Japan is known for its earthquake potential; and like many other earthquake-prone countries, the government participates in insuring earthquake risk. For houses and residential buildings there are two major sources of earthquake insurance. One is via commercial non-life insurance companies with support from the government and the other is via cooperative insurers. For all buildings and man-made structures other than houses and residential buildings, earthquake insurance is available from commercial non-life insurance companies, albeit on a strictly controlled basis.
Earthquake coverage can typically be included on marine hull, ocean cargo and aviation hull risks. It is typically excluded for motor vehicles and personal accident insurance, though can be obtained.
Earthquake coverage includes earthquake, fire following, tsunami and volcanic eruption.
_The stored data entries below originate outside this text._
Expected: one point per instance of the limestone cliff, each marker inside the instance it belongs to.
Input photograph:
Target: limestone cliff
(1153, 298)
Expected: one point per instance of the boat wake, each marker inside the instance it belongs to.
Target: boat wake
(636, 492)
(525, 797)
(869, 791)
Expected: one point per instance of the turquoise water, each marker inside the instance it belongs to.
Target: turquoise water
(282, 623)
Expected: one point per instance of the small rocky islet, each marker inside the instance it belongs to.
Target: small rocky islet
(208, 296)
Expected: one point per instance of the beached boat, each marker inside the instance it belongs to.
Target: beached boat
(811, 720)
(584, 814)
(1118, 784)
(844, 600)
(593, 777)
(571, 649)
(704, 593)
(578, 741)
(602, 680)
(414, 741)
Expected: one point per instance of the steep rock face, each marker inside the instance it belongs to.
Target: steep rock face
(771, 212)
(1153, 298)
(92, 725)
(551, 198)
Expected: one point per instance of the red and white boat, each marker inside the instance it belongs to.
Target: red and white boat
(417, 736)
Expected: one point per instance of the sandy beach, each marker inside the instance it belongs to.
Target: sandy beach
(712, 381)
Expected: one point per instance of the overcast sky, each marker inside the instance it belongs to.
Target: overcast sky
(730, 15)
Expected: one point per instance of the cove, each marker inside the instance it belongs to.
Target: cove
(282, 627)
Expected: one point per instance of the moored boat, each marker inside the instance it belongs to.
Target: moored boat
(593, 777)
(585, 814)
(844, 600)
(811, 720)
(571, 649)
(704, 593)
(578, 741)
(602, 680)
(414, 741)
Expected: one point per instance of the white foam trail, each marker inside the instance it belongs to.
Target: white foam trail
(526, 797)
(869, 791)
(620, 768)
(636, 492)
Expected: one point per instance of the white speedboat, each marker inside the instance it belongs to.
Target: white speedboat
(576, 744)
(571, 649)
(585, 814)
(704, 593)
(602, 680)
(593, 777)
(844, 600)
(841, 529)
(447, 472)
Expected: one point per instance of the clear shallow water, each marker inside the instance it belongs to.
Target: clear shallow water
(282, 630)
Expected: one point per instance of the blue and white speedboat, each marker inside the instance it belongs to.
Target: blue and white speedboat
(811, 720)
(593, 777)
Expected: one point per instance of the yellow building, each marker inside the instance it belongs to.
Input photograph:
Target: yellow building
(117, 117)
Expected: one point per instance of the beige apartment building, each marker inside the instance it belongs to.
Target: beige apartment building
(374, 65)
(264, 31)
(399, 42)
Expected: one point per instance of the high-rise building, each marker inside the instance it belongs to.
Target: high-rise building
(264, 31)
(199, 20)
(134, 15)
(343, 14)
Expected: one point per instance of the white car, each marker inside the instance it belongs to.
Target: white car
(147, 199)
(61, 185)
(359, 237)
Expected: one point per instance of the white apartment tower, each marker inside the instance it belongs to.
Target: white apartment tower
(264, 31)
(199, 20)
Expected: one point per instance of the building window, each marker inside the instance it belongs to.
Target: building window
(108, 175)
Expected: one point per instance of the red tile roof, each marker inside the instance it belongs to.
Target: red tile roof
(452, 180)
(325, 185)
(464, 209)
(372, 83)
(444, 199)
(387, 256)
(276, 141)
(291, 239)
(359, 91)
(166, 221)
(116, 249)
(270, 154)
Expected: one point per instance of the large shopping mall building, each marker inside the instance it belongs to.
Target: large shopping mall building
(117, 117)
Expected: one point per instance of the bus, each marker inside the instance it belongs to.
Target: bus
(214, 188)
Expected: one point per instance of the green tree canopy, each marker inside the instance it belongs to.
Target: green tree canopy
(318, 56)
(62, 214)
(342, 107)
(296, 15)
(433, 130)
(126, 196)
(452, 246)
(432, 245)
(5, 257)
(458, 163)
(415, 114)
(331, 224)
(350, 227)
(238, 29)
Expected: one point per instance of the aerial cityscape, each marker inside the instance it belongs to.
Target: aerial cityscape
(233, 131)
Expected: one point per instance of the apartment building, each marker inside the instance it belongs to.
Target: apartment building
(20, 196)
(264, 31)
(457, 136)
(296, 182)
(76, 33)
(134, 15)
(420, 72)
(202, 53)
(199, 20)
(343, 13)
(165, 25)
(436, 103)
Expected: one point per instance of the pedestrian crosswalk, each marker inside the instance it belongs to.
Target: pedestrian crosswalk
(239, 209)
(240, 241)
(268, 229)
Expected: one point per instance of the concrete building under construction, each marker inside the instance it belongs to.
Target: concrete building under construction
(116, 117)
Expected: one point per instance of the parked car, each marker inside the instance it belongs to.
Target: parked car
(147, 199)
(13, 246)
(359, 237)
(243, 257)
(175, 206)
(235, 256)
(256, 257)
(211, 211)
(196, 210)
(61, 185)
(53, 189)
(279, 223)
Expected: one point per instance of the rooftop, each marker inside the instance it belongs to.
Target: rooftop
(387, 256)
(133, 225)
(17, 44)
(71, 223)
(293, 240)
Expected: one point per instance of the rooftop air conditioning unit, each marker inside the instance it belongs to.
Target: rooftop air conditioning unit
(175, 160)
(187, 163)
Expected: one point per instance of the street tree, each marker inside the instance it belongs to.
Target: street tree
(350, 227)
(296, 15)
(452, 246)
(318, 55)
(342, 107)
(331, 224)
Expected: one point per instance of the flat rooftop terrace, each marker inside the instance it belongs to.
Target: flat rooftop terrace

Residential Earthquake Coverage
Residential earthquake insurance provided by non-life insurers is strictly governed by a special law concerning earthquake insurance that was enacted in 1966 following the Niigata earthquake of 1964. Earthquake insurance is provided for an additional premium as an endorsement to the fire insurance policy, which covers buildings in residential use. The amount insured under the earthquake policy must be between 30 percent and 50 percent of the amount insured under the associated fire policy, with a maximum amount of earthquake insurance of JPY50 million (USD467,000) for buildings and JPY10 million (USD93,000) for contents.
Earthquake insurance on residential risks written by commercial non-life insurance companies is 100 percent ceded to the Japan Earthquake Reinsurance Company, Ltd (JER). The JER in turn retrocedes most of this risk to the Japanese government via an excess of loss structure, with a small portion retroceded back to the non-life insurance companies and reinsurer Toa Re. The companies must retain 100 percent of the retrocession. As of April 1, 2014, the program’s limit was JPY7,000 billion (USD 65.421 billion) with the government assuming JPY6,738.6 billion (USD62.978 billion) in limit (96.3 percent), the JER retaining JPY224.7 billion (USD2.100 billion) (3.2 percent) and the non-life insurance companies retaining JPY36.7 billion (USD0.343 billion) (0.5 percent). Starting April 1, 2016, the program’s limit was increased to JPY11,300 billion (USD105.607 billion) with the government retaining JPY10,990.2 billion (USD102.712 billion) in limit (97.3 percent). (1)
As of 2014, the countrywide take-up rate with the JER was approximately 29.4 percent with the take-up in Kumamoto Prefecture at 28.9 percent.